Para Alessi, esses movimentos mostram um apetite maior do mercado financeiro pelo segmento e vê o AL5, embora ainda pequeno, bem posicionado para abocanhar pequenos nacos desse mercado, sobretudo em função da atuação da Amaggi.

“A gente consegue ter essa visão um pouco mais longa, saber que teve uma safra muito desafiadora, mas conseguir enxergar um pouco mais para a frente”, afirma.

Alesse também tem uma visão única da questão dos juros.
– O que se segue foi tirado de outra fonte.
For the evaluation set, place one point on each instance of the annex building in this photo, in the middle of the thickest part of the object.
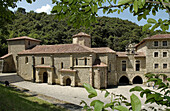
(77, 63)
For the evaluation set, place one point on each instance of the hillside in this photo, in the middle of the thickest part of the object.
(112, 32)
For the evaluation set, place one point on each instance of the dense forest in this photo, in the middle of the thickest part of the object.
(112, 32)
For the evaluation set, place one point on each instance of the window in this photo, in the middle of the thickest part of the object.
(110, 67)
(165, 66)
(156, 66)
(164, 43)
(42, 60)
(123, 65)
(29, 43)
(155, 54)
(155, 43)
(164, 54)
(76, 61)
(85, 61)
(26, 60)
(137, 65)
(62, 65)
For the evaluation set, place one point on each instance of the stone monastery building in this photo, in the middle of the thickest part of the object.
(77, 63)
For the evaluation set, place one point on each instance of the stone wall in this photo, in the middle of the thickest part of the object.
(25, 69)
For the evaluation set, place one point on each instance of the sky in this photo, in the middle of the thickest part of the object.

Embora saiba que taxdas altas são ruins para o mercado como um todo, inclusive para o sistema financeiro, ele gosta de lembrar que o País já enfrentou momentos ainda mais difíceis nessa área.

“Vale um olhar um pouco para trás nesse aspecto”, diz. “Se a gente observar os patamares no final de 2023, quando os custos para a safra de 2024 estavam sendo construídos, caminhávamos, até outubro, com uma selic de 12,75%. Este ano, vamos finalizar com 11,75%”, aponta.

“Taxas mais elevadas penalizam todos, inclusive a nossa captação, mas eu diria que a gente já teve momentos mais desafiadores, que talvez esse não seja o grande aspecto que deva preocupar para o futuro”.